Vous êtes au supermarché. Vous êtes à l’aise dans ces sortes de grandes surfaces, où il y a de tout. De la carte de souhaits au gigot d’agneau, de la baguette de pain à l’ail, au papier hygiénique; en passant par les bijoux, les appareils photo, les chaises de jardin. Il y a de tout, et plus encore, jusqu’aux robes de «bal de graduation» (en saison) pour vos pitchounettes.

Un vendredi soir, comme des centaines de moutons de Panurge, vous vous retrouvez dans ce vaste espace de rêves et d’abondance.

Vous avancez à petits pas. C’est le côté magique du lieu qui vous attire. Au bout de l’allée des friandises  et toutes espèces de sublimes gâteries, surprises!  Vous n’en croyez pas vos yeux. C’est bien le doyen de votre groupe de skieurs.  Sans crier gare, vous l’interpellez haut et fort pour ne pas le perdre de vue, comme s’il était seul, pour vous rendre compte que la moitié des acheteurs au comptoir de fromages se retournent vers l’homme, qui à son tour vous aperçoit.

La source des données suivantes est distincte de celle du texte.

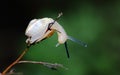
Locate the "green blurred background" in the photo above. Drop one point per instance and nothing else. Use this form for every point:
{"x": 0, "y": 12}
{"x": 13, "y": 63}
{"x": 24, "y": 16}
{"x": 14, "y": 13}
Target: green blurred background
{"x": 96, "y": 22}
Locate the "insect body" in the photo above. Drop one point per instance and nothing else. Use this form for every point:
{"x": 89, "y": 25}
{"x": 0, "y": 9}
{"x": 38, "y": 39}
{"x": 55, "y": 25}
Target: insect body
{"x": 40, "y": 29}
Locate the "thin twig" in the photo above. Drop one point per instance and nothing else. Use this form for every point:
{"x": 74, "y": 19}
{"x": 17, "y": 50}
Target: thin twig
{"x": 15, "y": 62}
{"x": 49, "y": 65}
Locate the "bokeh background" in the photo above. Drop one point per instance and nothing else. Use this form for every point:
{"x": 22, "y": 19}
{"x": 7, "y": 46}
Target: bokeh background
{"x": 96, "y": 22}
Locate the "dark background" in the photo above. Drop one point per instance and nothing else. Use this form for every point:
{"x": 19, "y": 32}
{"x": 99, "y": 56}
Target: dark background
{"x": 97, "y": 22}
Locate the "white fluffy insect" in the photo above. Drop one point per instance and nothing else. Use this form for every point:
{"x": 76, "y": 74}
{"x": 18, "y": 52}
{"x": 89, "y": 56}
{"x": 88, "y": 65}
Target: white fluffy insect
{"x": 40, "y": 29}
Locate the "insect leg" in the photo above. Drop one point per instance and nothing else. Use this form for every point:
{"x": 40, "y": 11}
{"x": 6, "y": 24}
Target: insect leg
{"x": 67, "y": 50}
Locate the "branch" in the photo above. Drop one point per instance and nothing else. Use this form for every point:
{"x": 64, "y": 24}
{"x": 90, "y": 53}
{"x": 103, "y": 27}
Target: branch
{"x": 54, "y": 66}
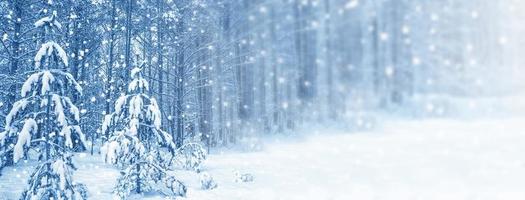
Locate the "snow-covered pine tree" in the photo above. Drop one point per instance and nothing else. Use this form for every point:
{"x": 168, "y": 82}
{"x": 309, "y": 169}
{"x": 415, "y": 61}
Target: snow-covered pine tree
{"x": 136, "y": 142}
{"x": 45, "y": 120}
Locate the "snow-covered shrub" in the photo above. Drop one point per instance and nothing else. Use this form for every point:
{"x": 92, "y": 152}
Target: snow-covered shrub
{"x": 207, "y": 182}
{"x": 144, "y": 176}
{"x": 243, "y": 177}
{"x": 190, "y": 156}
{"x": 251, "y": 144}
{"x": 52, "y": 180}
{"x": 136, "y": 143}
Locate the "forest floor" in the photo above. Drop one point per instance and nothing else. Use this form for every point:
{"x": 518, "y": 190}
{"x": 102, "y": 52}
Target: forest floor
{"x": 400, "y": 159}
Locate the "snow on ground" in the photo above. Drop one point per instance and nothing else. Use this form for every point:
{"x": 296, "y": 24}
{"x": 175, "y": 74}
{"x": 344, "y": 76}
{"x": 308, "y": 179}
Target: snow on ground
{"x": 402, "y": 159}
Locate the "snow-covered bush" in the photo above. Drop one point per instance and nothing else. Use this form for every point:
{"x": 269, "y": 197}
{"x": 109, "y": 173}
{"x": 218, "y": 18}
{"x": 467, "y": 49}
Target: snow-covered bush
{"x": 243, "y": 177}
{"x": 207, "y": 182}
{"x": 136, "y": 143}
{"x": 190, "y": 156}
{"x": 145, "y": 176}
{"x": 52, "y": 180}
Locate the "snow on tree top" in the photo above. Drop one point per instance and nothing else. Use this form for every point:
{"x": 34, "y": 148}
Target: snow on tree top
{"x": 50, "y": 21}
{"x": 47, "y": 49}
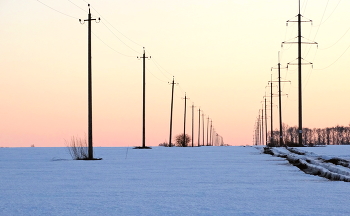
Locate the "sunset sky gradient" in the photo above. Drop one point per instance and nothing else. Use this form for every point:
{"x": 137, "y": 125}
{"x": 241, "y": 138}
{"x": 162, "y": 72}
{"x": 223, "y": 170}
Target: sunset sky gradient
{"x": 219, "y": 51}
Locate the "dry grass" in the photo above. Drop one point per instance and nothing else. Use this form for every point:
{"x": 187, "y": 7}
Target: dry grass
{"x": 78, "y": 148}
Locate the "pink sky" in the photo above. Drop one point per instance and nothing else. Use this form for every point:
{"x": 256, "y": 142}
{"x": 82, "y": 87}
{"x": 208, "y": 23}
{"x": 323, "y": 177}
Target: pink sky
{"x": 220, "y": 53}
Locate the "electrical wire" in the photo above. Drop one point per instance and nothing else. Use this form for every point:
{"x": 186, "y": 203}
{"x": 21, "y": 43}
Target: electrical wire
{"x": 110, "y": 46}
{"x": 57, "y": 10}
{"x": 115, "y": 27}
{"x": 78, "y": 6}
{"x": 118, "y": 37}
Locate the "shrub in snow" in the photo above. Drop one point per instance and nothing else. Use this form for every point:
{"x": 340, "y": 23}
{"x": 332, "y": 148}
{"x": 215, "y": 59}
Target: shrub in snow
{"x": 78, "y": 148}
{"x": 182, "y": 141}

Un monument de taille ne ferait pas plus d’effet, « l’armoire à glace », pour reprendre l’expression, le copain skieur qui vous dit « je te suis » pour mieux vous dépasser au premier virage. L’athlète invulnérable, médaillé seize fois, le danseur qui aurait fait rougir Fred Astaire. Il est là à deux pas de vous, les mains rivées à son panier.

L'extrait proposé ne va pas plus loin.